Korea's miracle on ice
During the 1990s and even into the 2000s, the national team’s skill level was on par with club teams in other countries. In fact, during an off-season training game in 1990, the Korean men’s team lost to a small club team in Canada 8-1.
Even prior to the IIHF Division I World Championships in Korea in April 2014, Rene Fasel, president of the International Ice Hockey Federation, couldn’t guarantee Korea’s spot in the 2018 Winter Olympics, in which the host country usually gets an automatic berth. Even though Korea is hosting the next Winter Games, the ice hockey team just wasn’t competing at the level of the world’s top teams.
And they certainly proved their unworthiness during the event, falling to Ukraine 8-2, and losing all five of its matches. The team was relegated to Division I Group B, and from this humiliation, Korea hired a new head coach, Jim Paek, and accepted more naturalized athletes to the team.
In their most recent game on Saturday, the men’s team faced Ukraine, the country that had routed them to Division I Group B three years ago, and defeated them 2-1 to finish runner-up in Division I Group A. The rank earned them a promotion to the top division of next year’s IIHF World Championships. Before their match against Ukraine, the Korean team also bested Kazakhstan, Hungary and Poland.
The IIHF’s top division comprises traditionally strong ice hockey countries like Canada, Russia and the United States. Competing against them is considered a “dream stage” for teams in the lower divisions. There are five lower divisions, and countries in each jockey for a promotion to the next level. In the IIHF’s 80-year history, it’s been unusual for a team in Division I Group B to advance to the top division in just two years as Korea has done.
Considering the condition of men’s ice hockey in Korea - there are only 233 players across six high school teams and three professional teams - the national team’s feat is close to a miracle.

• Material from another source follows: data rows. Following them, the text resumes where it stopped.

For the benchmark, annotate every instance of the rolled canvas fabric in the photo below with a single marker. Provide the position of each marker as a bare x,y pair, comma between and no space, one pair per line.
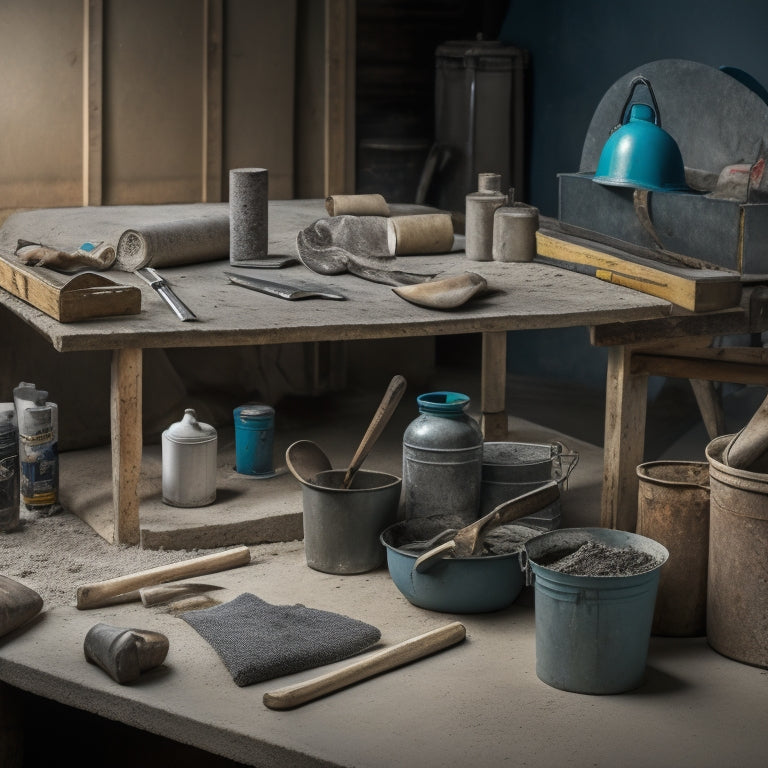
142,235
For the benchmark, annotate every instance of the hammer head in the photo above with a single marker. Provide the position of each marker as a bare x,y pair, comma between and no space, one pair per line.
124,653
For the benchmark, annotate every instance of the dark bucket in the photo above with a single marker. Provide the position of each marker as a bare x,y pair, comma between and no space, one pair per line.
737,582
673,509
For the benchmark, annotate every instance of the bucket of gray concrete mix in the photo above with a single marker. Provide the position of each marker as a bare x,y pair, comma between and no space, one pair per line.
594,596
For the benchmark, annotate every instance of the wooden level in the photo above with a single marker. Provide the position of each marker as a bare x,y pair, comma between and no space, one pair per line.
698,290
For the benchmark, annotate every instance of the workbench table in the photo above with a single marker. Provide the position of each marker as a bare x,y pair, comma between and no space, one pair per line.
523,296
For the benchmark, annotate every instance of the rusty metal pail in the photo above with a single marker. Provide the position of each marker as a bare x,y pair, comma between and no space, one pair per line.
673,509
737,589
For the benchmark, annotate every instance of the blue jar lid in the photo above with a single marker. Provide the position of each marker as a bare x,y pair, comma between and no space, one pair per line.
446,403
255,412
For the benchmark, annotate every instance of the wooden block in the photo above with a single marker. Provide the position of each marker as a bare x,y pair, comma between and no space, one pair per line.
68,298
698,290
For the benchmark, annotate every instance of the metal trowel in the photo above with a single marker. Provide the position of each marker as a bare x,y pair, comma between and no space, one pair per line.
467,541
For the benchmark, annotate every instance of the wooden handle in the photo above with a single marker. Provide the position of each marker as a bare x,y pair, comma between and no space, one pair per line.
380,419
409,650
102,593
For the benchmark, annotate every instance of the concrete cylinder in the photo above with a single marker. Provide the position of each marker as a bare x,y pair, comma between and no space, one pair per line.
248,214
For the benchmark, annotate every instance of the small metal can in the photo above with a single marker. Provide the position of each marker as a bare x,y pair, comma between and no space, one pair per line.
189,453
254,439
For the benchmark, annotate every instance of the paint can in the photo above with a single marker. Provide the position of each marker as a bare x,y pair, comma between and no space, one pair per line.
189,450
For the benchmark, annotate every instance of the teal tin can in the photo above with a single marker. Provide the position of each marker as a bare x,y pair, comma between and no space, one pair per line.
254,439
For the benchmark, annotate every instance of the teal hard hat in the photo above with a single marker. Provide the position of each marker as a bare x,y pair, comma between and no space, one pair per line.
640,153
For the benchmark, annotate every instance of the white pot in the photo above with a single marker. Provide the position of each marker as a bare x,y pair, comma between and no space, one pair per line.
189,449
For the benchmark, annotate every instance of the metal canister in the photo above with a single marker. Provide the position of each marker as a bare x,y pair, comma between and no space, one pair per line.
189,450
442,459
254,439
9,468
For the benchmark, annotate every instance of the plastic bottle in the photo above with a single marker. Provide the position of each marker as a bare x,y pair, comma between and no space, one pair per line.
442,459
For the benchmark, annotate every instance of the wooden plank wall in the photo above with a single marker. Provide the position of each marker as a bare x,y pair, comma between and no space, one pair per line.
152,101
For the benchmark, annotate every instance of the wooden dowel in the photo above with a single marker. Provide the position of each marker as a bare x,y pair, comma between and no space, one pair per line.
409,650
102,593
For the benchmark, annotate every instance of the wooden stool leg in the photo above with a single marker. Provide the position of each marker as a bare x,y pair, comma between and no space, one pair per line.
493,386
625,411
710,405
126,443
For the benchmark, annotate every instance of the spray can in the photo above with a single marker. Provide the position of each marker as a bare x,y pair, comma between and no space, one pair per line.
39,454
9,468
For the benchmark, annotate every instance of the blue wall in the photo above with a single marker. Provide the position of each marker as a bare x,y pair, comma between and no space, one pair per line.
578,49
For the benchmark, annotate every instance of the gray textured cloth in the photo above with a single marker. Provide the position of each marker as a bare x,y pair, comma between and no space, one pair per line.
329,245
259,641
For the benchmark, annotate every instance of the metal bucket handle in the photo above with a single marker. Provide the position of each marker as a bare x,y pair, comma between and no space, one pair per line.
560,452
525,566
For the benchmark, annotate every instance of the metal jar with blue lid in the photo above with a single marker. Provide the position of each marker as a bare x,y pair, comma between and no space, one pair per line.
442,459
254,439
189,450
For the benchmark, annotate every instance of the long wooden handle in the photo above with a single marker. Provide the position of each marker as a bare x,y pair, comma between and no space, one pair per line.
380,419
102,593
409,650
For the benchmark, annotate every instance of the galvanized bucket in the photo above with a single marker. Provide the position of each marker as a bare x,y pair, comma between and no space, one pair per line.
737,582
673,509
592,632
511,469
342,525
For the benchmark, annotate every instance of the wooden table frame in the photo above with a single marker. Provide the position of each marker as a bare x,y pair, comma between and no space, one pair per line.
523,297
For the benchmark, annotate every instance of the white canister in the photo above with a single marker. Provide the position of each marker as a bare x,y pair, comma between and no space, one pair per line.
189,462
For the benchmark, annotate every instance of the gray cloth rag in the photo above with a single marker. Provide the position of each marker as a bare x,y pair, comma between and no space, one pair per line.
259,641
328,245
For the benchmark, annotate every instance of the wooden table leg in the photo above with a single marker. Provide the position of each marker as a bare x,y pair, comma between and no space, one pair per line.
125,415
625,411
493,386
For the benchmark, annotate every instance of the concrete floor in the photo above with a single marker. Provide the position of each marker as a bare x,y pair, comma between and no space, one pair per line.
479,703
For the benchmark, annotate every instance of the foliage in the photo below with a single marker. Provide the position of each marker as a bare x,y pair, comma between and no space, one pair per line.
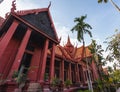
83,91
113,47
19,78
81,27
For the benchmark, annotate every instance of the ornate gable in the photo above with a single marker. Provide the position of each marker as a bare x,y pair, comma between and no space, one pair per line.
40,19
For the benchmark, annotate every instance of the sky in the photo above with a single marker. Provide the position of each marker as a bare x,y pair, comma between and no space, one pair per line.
103,18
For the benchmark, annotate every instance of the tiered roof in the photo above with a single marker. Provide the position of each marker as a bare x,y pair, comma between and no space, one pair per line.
71,52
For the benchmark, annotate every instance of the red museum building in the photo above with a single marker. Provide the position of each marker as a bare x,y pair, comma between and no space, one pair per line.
29,45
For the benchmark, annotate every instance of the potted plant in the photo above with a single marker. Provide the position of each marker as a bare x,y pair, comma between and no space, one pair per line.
68,83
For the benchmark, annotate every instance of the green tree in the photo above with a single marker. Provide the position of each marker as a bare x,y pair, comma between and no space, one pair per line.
113,48
82,28
97,56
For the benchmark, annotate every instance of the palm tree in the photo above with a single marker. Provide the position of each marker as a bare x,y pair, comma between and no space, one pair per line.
83,28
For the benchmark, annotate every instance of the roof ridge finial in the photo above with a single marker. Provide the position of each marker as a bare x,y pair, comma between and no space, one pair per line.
49,5
69,42
13,6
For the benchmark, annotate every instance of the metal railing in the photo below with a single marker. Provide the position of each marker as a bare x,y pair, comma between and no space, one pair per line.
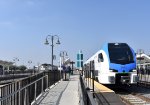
144,76
25,91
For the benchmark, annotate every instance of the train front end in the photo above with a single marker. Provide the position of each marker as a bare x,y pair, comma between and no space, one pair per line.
122,63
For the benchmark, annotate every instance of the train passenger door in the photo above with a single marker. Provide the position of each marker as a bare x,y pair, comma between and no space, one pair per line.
100,61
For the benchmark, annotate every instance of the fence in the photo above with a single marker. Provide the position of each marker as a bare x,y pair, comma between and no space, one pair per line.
25,91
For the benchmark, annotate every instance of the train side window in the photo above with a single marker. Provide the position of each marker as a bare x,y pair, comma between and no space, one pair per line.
100,57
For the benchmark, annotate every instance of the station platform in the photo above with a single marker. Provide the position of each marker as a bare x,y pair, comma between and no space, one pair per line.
63,93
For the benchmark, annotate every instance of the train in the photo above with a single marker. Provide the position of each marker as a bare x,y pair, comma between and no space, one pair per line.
115,63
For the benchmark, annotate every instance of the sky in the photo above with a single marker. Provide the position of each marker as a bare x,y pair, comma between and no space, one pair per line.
80,24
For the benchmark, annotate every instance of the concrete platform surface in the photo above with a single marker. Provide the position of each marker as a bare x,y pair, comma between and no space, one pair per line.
64,93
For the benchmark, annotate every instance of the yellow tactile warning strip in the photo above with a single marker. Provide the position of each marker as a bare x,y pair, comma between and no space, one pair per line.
102,88
99,87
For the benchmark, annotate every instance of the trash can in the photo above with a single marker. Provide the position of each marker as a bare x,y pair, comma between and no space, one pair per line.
66,76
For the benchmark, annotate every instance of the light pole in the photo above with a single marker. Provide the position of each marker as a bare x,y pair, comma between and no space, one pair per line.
15,60
52,37
29,62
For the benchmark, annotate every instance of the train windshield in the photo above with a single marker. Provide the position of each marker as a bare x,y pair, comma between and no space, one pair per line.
120,53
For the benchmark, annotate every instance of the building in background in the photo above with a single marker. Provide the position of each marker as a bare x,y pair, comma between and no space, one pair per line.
79,60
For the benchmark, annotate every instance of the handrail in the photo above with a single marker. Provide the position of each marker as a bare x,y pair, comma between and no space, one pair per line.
3,98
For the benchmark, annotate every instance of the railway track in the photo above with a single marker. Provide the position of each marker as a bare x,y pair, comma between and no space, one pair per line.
134,95
130,99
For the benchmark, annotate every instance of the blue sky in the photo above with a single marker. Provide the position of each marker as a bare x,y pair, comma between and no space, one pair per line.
81,25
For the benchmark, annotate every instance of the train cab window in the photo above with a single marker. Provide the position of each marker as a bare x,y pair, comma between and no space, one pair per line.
100,57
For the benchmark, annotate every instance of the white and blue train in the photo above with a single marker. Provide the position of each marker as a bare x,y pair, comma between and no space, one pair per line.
115,63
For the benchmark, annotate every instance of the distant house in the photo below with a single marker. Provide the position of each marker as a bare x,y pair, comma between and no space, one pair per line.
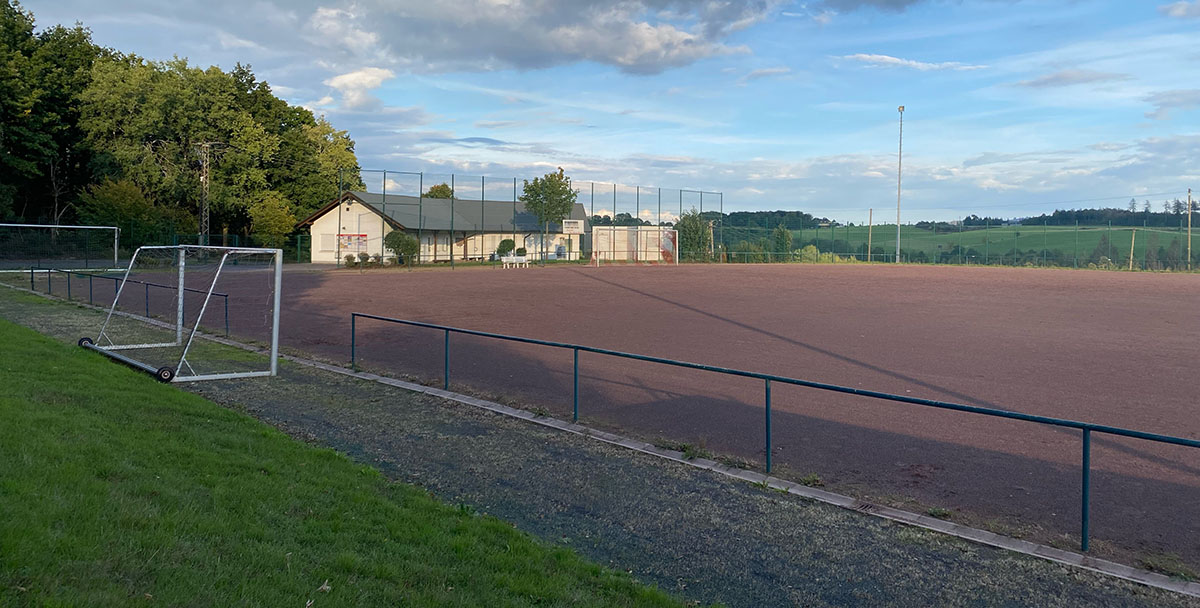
357,223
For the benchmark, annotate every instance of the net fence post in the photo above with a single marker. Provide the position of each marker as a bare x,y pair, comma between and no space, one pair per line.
275,317
767,387
1086,489
179,308
575,405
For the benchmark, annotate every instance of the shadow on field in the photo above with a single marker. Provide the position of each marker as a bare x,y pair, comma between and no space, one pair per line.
1014,477
988,481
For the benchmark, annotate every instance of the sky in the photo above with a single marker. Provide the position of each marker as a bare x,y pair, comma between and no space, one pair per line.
1012,107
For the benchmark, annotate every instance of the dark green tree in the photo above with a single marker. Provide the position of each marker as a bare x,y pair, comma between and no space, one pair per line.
695,239
781,240
505,247
439,191
550,198
403,246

For Paek, a Korean-Canadian, coaching the national team is a point of personal pride. While the team’s seven naturalized athletes are certainly top performers, the Korean-born players are also improving. Of the 14 goals scored during the championship, 11 were made by the team’s Korean-born players. During the tournament, Brock Radunske and Mike Testwuide, both naturalized athletes, couldn’t participate due to injuries, and Canadian-born Eric Regan sat out of the match against Hungary, allowing the Korean-born players to really shine.
The support of Chung Mong-won, chairman of Halla Group and president of the Korea Ice Hockey Association, has also played a big role in the team’s development. Chung created the professional hockey team the Mando Winia, now the Anyang Halla, in 1994, and fought to keep it afloat during the 1997 financial crisis. After he was appointed president of the KIHA in 2013, he donated 5 to 6 billion won ($4.4 to 5.3 million) each year to the Anyang Halla and 1.5 billion won to the KIHA.
At the upcoming Olympics, Korea has been assigned to group A with Canada, the Czech Republic and Switzerland.
“Winning a gold medal at the PyeongChang Olympics is our goal,” Paek said. “We want to win all the games and make people proud.”